问题描述
我需要在类库中创建一个方法来获取URL的内容(可能由JavaScript动态填充).
I need to create a method in a class library to get the content of a URL (which may be dynamically populated by JavaScript).
我一无所知,但是整天谷歌搜索是我想到的:(大多数代码来自)
I am clueless, but having googling for the whole day this is what I came up with: (Most of the code is from here)
using System;
using System.Threading.Tasks;
using System.Threading;
using System.Windows.Forms;
public static class WebScraper
{
[STAThread]
public async static Task<string> LoadDynamicPage(string url, CancellationToken token)
{
using (WebBrowser webBrowser = new WebBrowser())
{
// Navigate and await DocumentCompleted
var tcs = new TaskCompletionSource<bool>();
WebBrowserDocumentCompletedEventHandler onDocumentComplete = (s, arg) => tcs.TrySetResult(true);
using (token.Register(() => tcs.TrySetCanceled(), useSynchronizationContext: true))
{
webBrowser.DocumentCompleted += onDocumentComplete;
try
{
webBrowser.Navigate(url);
await tcs.Task; // wait for DocumentCompleted
}
finally
{
webBrowser.DocumentCompleted -= onDocumentComplete;
}
}
// get the root element
var documentElement = webBrowser.Document.GetElementsByTagName("html")[0];
// poll the current HTML for changes asynchronosly
var html = documentElement.OuterHtml;
while (true)
{
// wait asynchronously, this will throw if cancellation requested
await Task.Delay(500, token);
// continue polling if the WebBrowser is still busy
if (webBrowser.IsBusy)
continue;
var htmlNow = documentElement.OuterHtml;
if (html == htmlNow)
break; // no changes detected, end the poll loop
html = htmlNow;
}
// consider the page fully rendered
token.ThrowIfCancellationRequested();
return html;
}
}
}
当前会引发此错误
我要关闭吗?上面有解决方法吗?
Am I close? Is there a fix for the above?
或者如果我不在轨道上,是否有现成的解决方案可以使用.NET(可以从类库中调用)获取动态Web内容?

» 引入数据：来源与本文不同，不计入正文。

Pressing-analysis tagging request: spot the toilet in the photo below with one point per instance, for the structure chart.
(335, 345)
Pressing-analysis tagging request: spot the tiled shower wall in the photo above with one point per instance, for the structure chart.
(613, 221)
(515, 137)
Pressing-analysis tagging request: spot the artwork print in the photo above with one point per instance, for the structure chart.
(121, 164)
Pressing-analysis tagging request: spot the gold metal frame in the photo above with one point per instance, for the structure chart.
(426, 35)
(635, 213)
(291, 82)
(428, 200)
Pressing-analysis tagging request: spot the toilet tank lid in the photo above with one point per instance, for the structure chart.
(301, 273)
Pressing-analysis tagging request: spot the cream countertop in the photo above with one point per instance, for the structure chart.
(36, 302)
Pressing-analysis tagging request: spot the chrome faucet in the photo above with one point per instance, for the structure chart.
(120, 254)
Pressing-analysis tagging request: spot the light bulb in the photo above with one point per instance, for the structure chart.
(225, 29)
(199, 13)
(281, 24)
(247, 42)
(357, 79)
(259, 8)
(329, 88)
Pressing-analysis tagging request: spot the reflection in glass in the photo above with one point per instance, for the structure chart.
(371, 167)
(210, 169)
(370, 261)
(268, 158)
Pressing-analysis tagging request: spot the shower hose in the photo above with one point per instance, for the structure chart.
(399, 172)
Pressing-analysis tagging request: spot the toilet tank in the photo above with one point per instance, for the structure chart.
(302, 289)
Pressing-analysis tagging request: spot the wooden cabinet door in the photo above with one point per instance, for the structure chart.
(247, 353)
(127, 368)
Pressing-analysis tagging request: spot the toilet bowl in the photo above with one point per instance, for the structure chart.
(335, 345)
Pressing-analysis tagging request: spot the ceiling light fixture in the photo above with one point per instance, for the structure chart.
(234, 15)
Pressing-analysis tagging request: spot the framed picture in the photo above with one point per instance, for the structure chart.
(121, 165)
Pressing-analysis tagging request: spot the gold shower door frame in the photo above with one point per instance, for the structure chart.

Or if I am off the track, is there a ready solution to get dynamic web content using .NET (that can be called from a class library)?
推荐答案
这是我在Web应用程序中测试并正常工作的内容.
Here is what I tested in a web application and worked properly.
它在另一个线程中使用 WebBrowser
控件,并返回一个 Task< string>
,其中包含的内容在浏览器内容完全加载时完成:
It uses a WebBrowser
control in another thread and returns a Task<string>
containing which completes when the browser content load completely:
using System;
using System.Threading.Tasks;
using System.Threading;
using System.Windows.Forms;
public class BrowserBasedWebScraper
{
public static Task<string> LoadUrl(string url)
{
var tcs = new TaskCompletionSource<string>();
Thread thread = new Thread(() => {
try {
Func<string> f = () => {
using (WebBrowser browser = new WebBrowser())
{
browser.ScriptErrorsSuppressed = true;
browser.Navigate(url);
while (browser.ReadyState != WebBrowserReadyState.Complete)
{
System.Windows.Forms.Application.DoEvents();
}
return browser.DocumentText;
}
};
tcs.SetResult(f());
}
catch (Exception e) {
tcs.SetException(e);
}
});
thread.SetApartmentState(ApartmentState.STA);
thread.IsBackground = true;
thread.Start();
return tcs.Task;
}
}
这篇关于在类库中使用WebBrowser进行Web抓取的文章就介绍到这了,希望我们推荐的答案对大家有所帮助,也希望大家多多支持!